Are you yourself convinced of hydrogen as a storage medium?
Hochenauer: It depends very much on its deployment and usage. If there is a surplus of electricity from renewable sources, then the use of hydrogon from electrolysis plants makes sense everywhere. This surplus is mainly generated by photovoltaics in summer and by wind turbines during strong winds in spring and autumn. With hydrogen, we can transfer this surplus into the winter and then make it usable. At present, however, hydrogen is primarily produced from natural gas. It makes more sense to burn natural gas directly and save the conversion losses.
Otherwise, hydrogen will be used for special applications, for refineries and high-temperature applications. My gut feeling is that it will remain too expensive for anything else in the medium term at least.
What are the current misconceptions about hydrogen?
Hochenauer: Precisely that hydrogen can help us in an energy crisis. This will not work if there is already too little energy.
You have to remember that energy can always only be converted from one form to another. And with each conversion step, losses occur, some of them considerable. Electrolysis is currently 50 to 60 per cent efficient. So from 100 per cent electricity, I have 60 per cent energy in the form of hydrogen after electrolysis. If I then convert hydrogen into electricity with a fuel cell and again 50 per cent loss, then in the end I have just 30 per cent of the original energy. The rest of 70% are conversion losses, which are usually heat losses that cannot be used.
Are these also the big topics of research?
Hochenauer. Yes. Electrolysis efficiencies must increase massively. With high-temperature electrolysis, on which we are conducting research at the Institute of Thermal Engineering since many years, we are already at 80 per cent. And there is still a lot to be done in terms of storage and the distribution grid.
I myself am also researching applications in large-scale industry. Much remains to be done in this area as well. Let’s think of the steel industry, for example, which currently mainly uses natural gas. Natural gas burns to CO2 and H2O – i.e. carbon dioxid and water vapour. If we use hydrogen as fuel, then the CO2 is missing from the flue gas – only water vapour is produced. The question is, how does the steel, as well as aluminium, react to a high concentration of water vapour? We know, for example, that water vapour is a very aggressive gas at 1,000 or 1,500 degrees that can greatly accelerate scale formation, for example.

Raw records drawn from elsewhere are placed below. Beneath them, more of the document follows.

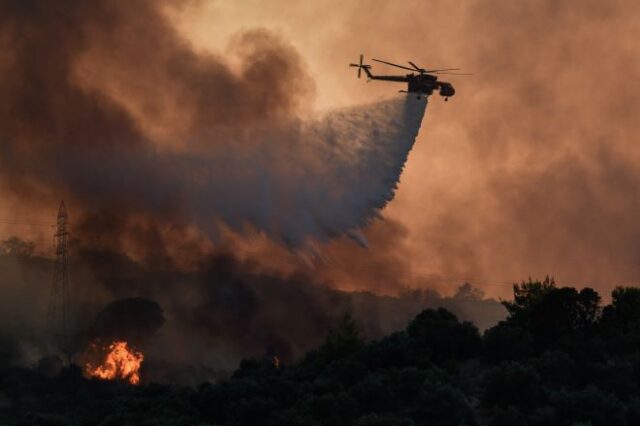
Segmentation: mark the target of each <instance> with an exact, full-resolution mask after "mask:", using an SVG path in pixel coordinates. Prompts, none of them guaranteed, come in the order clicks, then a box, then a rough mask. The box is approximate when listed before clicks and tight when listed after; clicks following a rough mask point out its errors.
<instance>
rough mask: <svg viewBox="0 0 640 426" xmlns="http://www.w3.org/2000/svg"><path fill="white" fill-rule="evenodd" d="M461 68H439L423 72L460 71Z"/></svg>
mask: <svg viewBox="0 0 640 426" xmlns="http://www.w3.org/2000/svg"><path fill="white" fill-rule="evenodd" d="M461 69H462V68H440V69H437V70H425V72H430V73H433V72H440V71H460V70H461Z"/></svg>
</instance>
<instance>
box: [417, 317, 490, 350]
mask: <svg viewBox="0 0 640 426" xmlns="http://www.w3.org/2000/svg"><path fill="white" fill-rule="evenodd" d="M407 334H409V336H410V337H412V338H413V339H414V341H415V343H416V345H417V347H418V348H419V349H421V350H425V351H426V353H427V355H428V356H429V357H430V358H431V359H433V360H434V361H444V360H446V359H468V358H470V357H472V356H474V355H477V354H478V353H480V351H481V347H482V339H481V338H480V332H479V331H478V329H477V328H476V327H475V326H474V325H473V324H472V323H470V322H467V321H465V322H462V323H461V322H460V321H458V318H457V317H456V316H455V315H454V314H452V313H451V312H449V311H447V310H446V309H443V308H439V309H437V310H433V309H425V310H424V311H422V312H420V313H419V314H418V316H417V317H416V318H415V319H414V320H413V321H411V322H410V323H409V325H408V327H407Z"/></svg>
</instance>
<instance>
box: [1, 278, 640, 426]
mask: <svg viewBox="0 0 640 426" xmlns="http://www.w3.org/2000/svg"><path fill="white" fill-rule="evenodd" d="M514 296H515V297H514V300H513V301H512V302H508V303H505V306H506V308H507V310H508V312H509V315H508V317H507V318H506V319H505V320H504V321H501V322H500V323H499V324H497V325H496V326H494V327H492V328H490V329H488V330H486V332H484V333H483V334H481V333H480V332H479V330H478V329H477V328H476V327H475V326H474V325H473V324H472V323H469V322H464V321H463V322H461V321H460V320H459V319H458V318H457V317H456V316H455V315H454V314H452V313H451V312H449V311H447V310H446V309H442V308H439V309H426V310H424V311H422V312H421V313H420V314H418V315H417V316H416V317H415V318H414V319H413V320H412V321H410V322H409V324H408V325H407V326H406V328H405V329H404V330H402V331H398V332H395V333H393V334H390V335H388V336H386V337H384V338H381V339H379V340H375V341H371V342H368V343H367V342H365V340H364V339H363V337H362V336H361V334H360V331H359V326H358V324H357V323H356V321H354V319H353V318H352V317H350V316H345V317H343V318H342V319H341V320H340V321H339V323H337V324H336V325H335V326H334V327H333V328H332V329H331V331H330V332H329V334H328V335H327V337H326V339H325V341H324V343H323V344H322V345H320V346H319V347H318V348H317V349H315V350H313V351H310V352H308V353H307V354H306V356H304V358H302V359H301V360H300V361H298V362H296V363H293V364H289V365H285V364H280V365H276V363H274V362H273V360H272V359H269V358H264V359H259V358H258V359H246V360H244V361H243V362H242V363H241V365H240V368H239V369H237V370H236V371H235V373H234V374H233V376H232V377H230V378H229V379H227V380H224V381H221V382H219V383H203V384H201V385H199V386H197V387H178V386H164V385H158V384H145V385H142V386H139V387H133V386H128V385H126V384H124V383H117V382H104V381H97V380H86V379H84V378H82V377H81V375H80V371H79V370H78V369H77V368H76V367H70V368H67V369H65V370H63V371H62V373H61V374H60V375H59V376H58V377H55V378H52V379H46V378H45V377H44V376H41V375H40V374H39V373H38V372H36V371H33V370H24V369H5V370H3V371H2V372H1V373H0V423H1V424H7V425H31V424H38V425H54V424H55V425H63V424H65V425H66V424H73V425H85V424H86V425H95V424H100V425H116V424H117V425H139V424H140V425H143V424H148V425H151V424H153V425H278V426H281V425H336V426H338V425H345V426H346V425H358V426H365V425H366V426H372V425H380V426H382V425H384V426H394V425H398V426H399V425H403V426H410V425H577V424H591V425H636V424H640V288H617V289H616V290H615V291H614V292H613V293H612V295H611V296H612V301H611V303H610V304H609V305H607V306H604V307H603V306H602V305H601V303H600V296H599V295H598V294H597V293H596V292H595V291H593V290H592V289H588V288H587V289H582V290H580V291H578V290H576V289H574V288H569V287H563V288H558V287H556V285H555V283H554V282H553V280H549V279H547V280H545V281H543V282H532V281H529V282H523V283H522V284H520V285H516V286H514Z"/></svg>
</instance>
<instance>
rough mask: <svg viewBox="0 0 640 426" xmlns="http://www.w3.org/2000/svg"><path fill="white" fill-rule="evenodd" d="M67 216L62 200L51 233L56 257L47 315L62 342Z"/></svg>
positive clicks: (66, 252) (67, 278)
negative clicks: (52, 237) (53, 242)
mask: <svg viewBox="0 0 640 426" xmlns="http://www.w3.org/2000/svg"><path fill="white" fill-rule="evenodd" d="M67 218H68V217H67V210H66V208H65V206H64V201H62V202H60V208H59V209H58V221H57V225H56V233H55V234H54V235H53V241H54V247H55V253H56V254H55V256H56V258H55V262H54V266H53V281H52V286H51V297H50V299H49V312H48V315H47V316H48V321H49V327H50V328H51V330H52V332H53V335H54V337H55V338H57V339H58V340H59V342H60V343H63V344H64V343H66V341H67V338H68V332H69V324H68V320H69V259H68V253H67V245H68V242H69V230H68V223H67Z"/></svg>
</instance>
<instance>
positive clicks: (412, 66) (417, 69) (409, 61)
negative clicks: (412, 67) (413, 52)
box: [409, 61, 424, 72]
mask: <svg viewBox="0 0 640 426" xmlns="http://www.w3.org/2000/svg"><path fill="white" fill-rule="evenodd" d="M409 63H410V64H411V66H412V67H414V68H415V69H416V71H421V72H422V71H424V68H420V67H419V66H417V65H416V64H414V63H413V62H411V61H409Z"/></svg>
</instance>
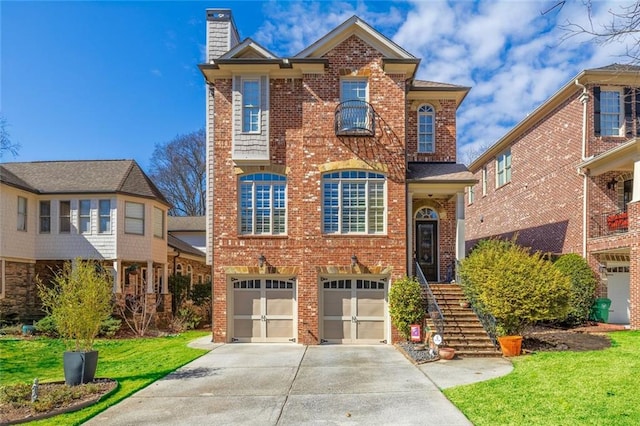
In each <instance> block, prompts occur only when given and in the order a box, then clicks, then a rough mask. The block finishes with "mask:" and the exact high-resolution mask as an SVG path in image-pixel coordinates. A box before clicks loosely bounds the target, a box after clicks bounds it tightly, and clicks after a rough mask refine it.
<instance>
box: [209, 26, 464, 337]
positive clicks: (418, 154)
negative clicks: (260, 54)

What place can hydrogen take in the energy mix?
Hochenauer: I think it will only be used for niche applications for a while longer. But if we get going in the area of renewable electricity, then in a few years we could be so far along that an energy surplus is generated in spring, summer and autumn. This would then spark the next step to roll out electrolysis to be able to store the surplus in the form of green hydrogen. From today’s perspective, this could be possible in five, six, seven years, if we finally move from talking to doing.
This research area is anchored in the Field of Expertise “Sustainable Systems”, one of five strategic foci of TU Graz.